The generator of all this “steam” this time is the harsh reality in modern day Canada that makes up the vast majority of Ukrainian Canadians who couldn’t give a rat’s zadok about whether Ukrainian identity and culture continues to exist in this country. The impressive achievements of our immigrant forbearers are crumbling away into oblivion, and most of their descendants couldn’t care less. Our ancestors here built hundreds if not thousands of churches, halls, schools and cultural centres. They organized large numbers of choirs, dance groups, drama clubs, organizations and cooperatives. They published countless newspapers, books, journals and other publications. They raised millions upon millions of dollars to support the Ukrainian cause both in Canada and in Ukraine.
So what do most of their children and grandchildren think about all that? Why, mostly nothing, nothing at all! They are too busy satisfying their cravings for a prestigious ego-boosting job, bigger house, a more expensive car, a European cruise, a golf club membership and a nice wine cellar. They are too busy living and enjoying the successful dream that their immigrant parents sacrificed so much to provide them. Regrettably, the immigrant parents never dreamed that in doing so, their children would turn their backs on the culture and history that produced them.
Those younger generations, traded in their parents’ culture for the modern, consumerist, “hip” and mostly passive mass culture of North America. They appropriated as their own the seductive cornucopia of hard driving rock music, Hollywood escapism, mass television, commercial sports, video games, conspicuous consumption and a disdain for things historical, classical or folkloric. They live for the present and think little if anything at all of the historical forces and events that created them. They would think nothing of spending a couple of hundred dollars for a night out on the town, or to buy the latest high-tech toy, but ask them for a small contribution to pay for some Ukrainian cultural endeavour or to cover the annual dues to a Ukrainian organization, and they do Scrooge proud.

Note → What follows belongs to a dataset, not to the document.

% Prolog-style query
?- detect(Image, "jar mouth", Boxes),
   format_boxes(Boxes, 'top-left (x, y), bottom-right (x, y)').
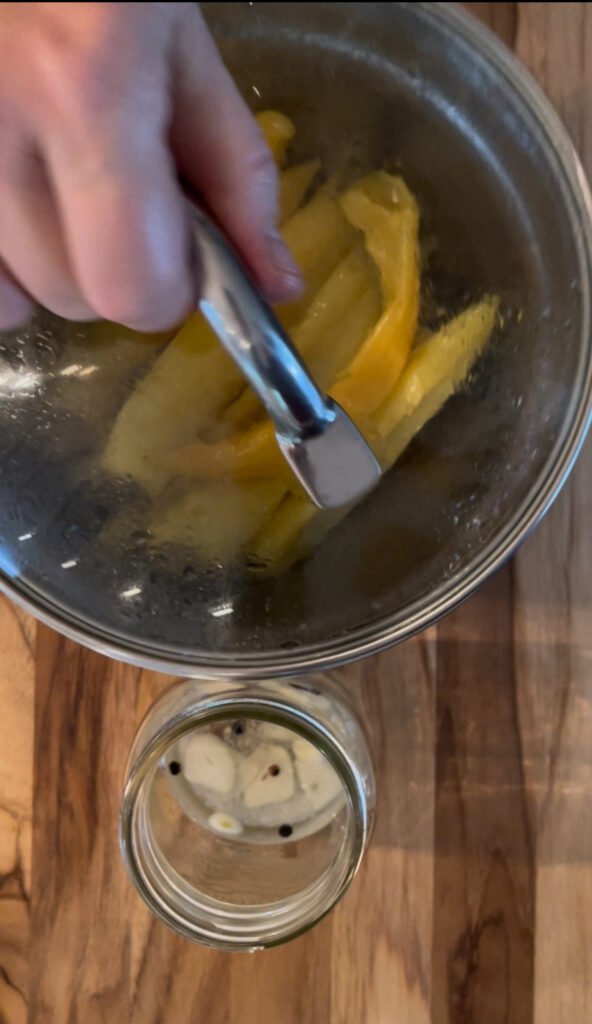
top-left (120, 696), bottom-right (373, 950)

Too many Ukrainian Canadians have too little respect for their Ukrainian roots. Every one of us is the sum of not only our own experiences, but to some measure, our parents’ experiences, their parents’ experiences, and so on into the distant mists of history. To ignore that legacy of acquired experience as embodied in the culture of our ethnos is to reject a vital piece of what makes us who we are. It is to reject our parents’ and ancestors’ values and their life’s worth.
Too many Ukrainian Canadians have too easily accepted the propaganda of our historical enemies and the attitudes of Western European culture that have sought to propagate the myth that Ukrainian art, culture, language, music, philosophy, politics and other contributions to civilization have somehow been inferior and less worthy than those of other nations or ethnic groups. Anyone who undertakes a serious study of Ukraine’s legacy in these fields invariably discovers the opposite.
There is an incredible richness, variety and beauty to be found when we explore our roots. Look beyond the varenyky and the hopak, the clichs and the over-used and over-propagandized standard portrayals of who we are and were, and you will discover a vibrant and immensely interesting history embroidered with aesthetic and artistic treasures that will amaze you.
By all means, be what you want to be in life, but let the “being” include being Ukrainian.
You don’t need to be fanatic about it, you don’t need to be a “Captain Ukraine”, but take the trouble to find that magic trove of riches that is the legacy of a thousand years of Ukrainian civilization, and make time to enjoy it and appreciate it together with the Canadian side of your identity.